Figuring out how to acknowledge an artist with multiple cuts, without being callous about artist separation, is also something that all formats should be thinking about now. PDs have long stopped fighting that battle, but if anything wore the excitement off of Malone at Top 40, it was the 2018 overload of three songs in power simultaneously. I now wonder if that created both perma-burn and but also an illusion of being post-peak a few years later. We want Sabrina Carpenter and Roan to excite audiences for a long time. 

I went back to my handful of Austin recommendations from a year ago. “Too Cool to Die,” the song I put on my Big Hits Energy playlist, felt even more like “Circles” redux. “Texas Tea” held up better.
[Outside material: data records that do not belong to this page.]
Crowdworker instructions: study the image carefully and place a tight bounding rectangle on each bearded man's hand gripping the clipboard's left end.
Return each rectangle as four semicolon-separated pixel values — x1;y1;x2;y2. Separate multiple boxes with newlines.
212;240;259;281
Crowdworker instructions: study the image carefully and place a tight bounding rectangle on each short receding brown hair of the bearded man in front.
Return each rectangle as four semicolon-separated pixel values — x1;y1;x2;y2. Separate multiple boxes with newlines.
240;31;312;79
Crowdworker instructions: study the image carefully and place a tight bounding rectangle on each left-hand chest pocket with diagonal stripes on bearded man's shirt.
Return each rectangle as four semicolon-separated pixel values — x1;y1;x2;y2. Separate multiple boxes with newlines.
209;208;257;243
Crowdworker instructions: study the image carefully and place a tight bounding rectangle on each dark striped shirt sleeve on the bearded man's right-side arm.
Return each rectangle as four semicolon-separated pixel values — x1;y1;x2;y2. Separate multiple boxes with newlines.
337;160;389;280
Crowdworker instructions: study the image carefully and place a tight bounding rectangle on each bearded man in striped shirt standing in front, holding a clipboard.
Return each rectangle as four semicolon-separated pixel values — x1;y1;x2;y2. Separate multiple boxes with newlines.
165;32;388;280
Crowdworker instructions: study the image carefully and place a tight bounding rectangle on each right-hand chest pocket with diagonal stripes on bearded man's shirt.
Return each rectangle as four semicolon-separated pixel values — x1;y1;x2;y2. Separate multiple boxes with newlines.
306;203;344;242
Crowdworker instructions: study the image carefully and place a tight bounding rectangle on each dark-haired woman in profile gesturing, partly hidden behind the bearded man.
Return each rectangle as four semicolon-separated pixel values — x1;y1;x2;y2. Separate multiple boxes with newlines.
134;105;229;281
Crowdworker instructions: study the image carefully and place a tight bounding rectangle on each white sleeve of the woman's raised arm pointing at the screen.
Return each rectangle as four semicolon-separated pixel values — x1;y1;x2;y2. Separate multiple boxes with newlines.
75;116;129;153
I liked “Enough Is Enough” on the radio last fall, but it was also at the time of Malone’s guesting on “Dial Drunk” — a double dose of the same downer lyric.

While that may convince you that radio was right to not do more with Malone’s Austin, I also write that with the knowledge that it’s hard for any album we haven’t listened to for 13 months to compete with the love that F1-Trillion is getting now. Even one more hit would have created more excitement, or at least taken the onus off another song lingering too long because there was nothing to replace it.

Whatever issues Malone in Country may create for that format and its still-often-hard-to-negotiate chart will be mostly good problems to have. If Country really runs out of space for existing hitmakers, there is always the Garth Brooks-era option of swapping out a gold or recurrent title. F1-Trillion was already in the works when pop radio had to make its choice about Austin and it’s unlikely Top 40 would have kept Malone as an artist any more than Rhythmic Top 40 did. But protecting the core artists we have now remains an issue.